Men. Machines. Looming disaster.
It’s a trifecta of elements that pops up repeatedly in movies as diverse as Steven Spielberg’s stripped-down feature debut thriller Duel (1971), and the Keanu Reeves action fest Speed (1994).
It’s a subgenre relatable for anyone who drives. How often have you seen the suspense trope wherein, in a pivotal moment, the hero turns the key in the ignition, and the engine fails to turn over? You might call it a shopworn cliché, yet it almost invariably works … especially if you have endured a Canadian winter.
Most of us have been there.
It happens in a particularly crucial moment in Paul Greengrass’s new film The Lost Bus (premiering Oct. 3 on Apple TV+), a docudrama/disaster movie based on a true story of a school bus driver caught in the 2019 Northern California wildfire known as the Camp Fire, one of the most devastating fires in California history. With a cargo of 22 elementary school children and one teacher, the downward-spiralling driver Kevin McKay (Matthew McConaughey) must navigate the bus through panic-induced traffic jams, looters, and a spreading fiery holocaust.
Greengrass is the director who brought a sense of documentary immediacy to films such as United 93 and Captain Phillips and he is very much on his game here. His hyperactive camera simply flies all over the place (curiously reminiscent of Sam Raimi’s demonic POV shots in the Evil Dead movies), capturing the tinder-dry conditions in Northern California’s Butte County, where barely-maintained power lines strike the spark that will result in a holocaust.

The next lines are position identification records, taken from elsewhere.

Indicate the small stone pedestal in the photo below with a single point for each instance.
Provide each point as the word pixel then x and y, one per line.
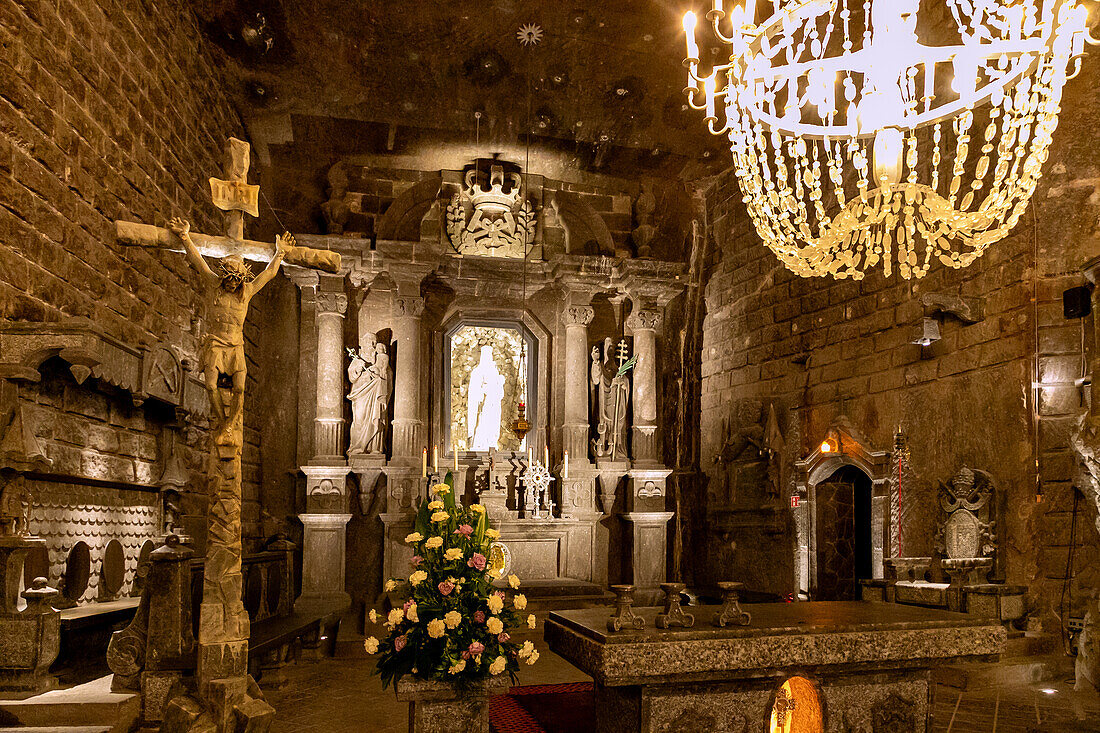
pixel 439 707
pixel 366 468
pixel 30 639
pixel 647 539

The divorced McKay finds himself at a figurative crossroads, trying to reach out to his alienated son (Levi McConaughey, yep, Matthew’s son) and care for his addled mother (Kay McCabe McConaughey, yep, Matthew’s mom). When he is the only driver available to drive 22 stranded school kids to a safe haven, he rises to the challenge, a decision that puts himself and school teacher Mary Ludwig (America Ferrera) smack in the middle of hell on earth.
The drama, which made its big screen debut last month at the Toronto International Film Festival, is as intense a movie as you can handle.
Notwithstanding a few moments of gratuitous melodrama, it is, like Captain Phillips, a gripping portrait of finding heroism in unlikely places.
The granddaddy of this subgenre is Henri-Georges Clouzot’s 1953 existential suspense movie The Wages of Fear (The Criterion Channel, Internet Archive), a 1953 French epic — 147 minutes long — about four men who enlist themselves in a deadly mission to transport two truckloads of nitroglycerine to the site of an oil well fire over hundreds of kilometres of bad road.
It’s been remade, first by William Friedkin as Sorcerer (1977, on the Criterion Channel) and last year as a very contemporary French action movie titled The Wages of Fear (on Netflix), so slick and fatuous as to rightly be considered blasphemy by French cineastes.
The original is the one to see, of course. Shot in glorious black and white, it stars an insouciant Yves Montand (his starring debut) as Mario, a mysterious French expat doing time hiding out in plain sight in a Venezuelan town, where foreigners find themselves trapped by poverty and a lack of a visa. (Think: Casablanca for roughnecks.) Mario is initially impressed by newcomer Jo (Charles Vanel), a presumed criminal kingpin seeking refuge. But when Jo and Mario sign on with two others to move the nitro, the relationship sours in the face of Jo’s well-hidden cowardice.
One might consider the 2021 action film The Ice Road (on Crave) as yet another Wages of Fear remake. Brit writer-director Jonathan Hensleigh saw it at an impressionable age and subsequently wrote films such as Armageddon, Jumanji and Die Hard with a Vengeance, all of which feature ill-assorted adventurers taking on a complex and deadly mission.
Hensleigh was also inspired by the reality series Ice Road Truckers (on StackTV).
But he wasn’t quite so committed that he wanted an anti-hero. Hence, Liam Neeson is the entirely heroic driver assigned to help take three semi trailers loaded with cast iron wellheads to far-northern Manitoba, where a diamond mine collapse is threatening to slowly extinguish the lives of the miners trapped inside.
Hensleigh is no Clouzet when it comes to depicting the white-knuckle dynamics of men and machines locked in a grim battle for survival. But even so, the film was evidently popular enough to spawn a sequel. Ice Road: Vengeance is currently climbing up the most-watched charts on Crave.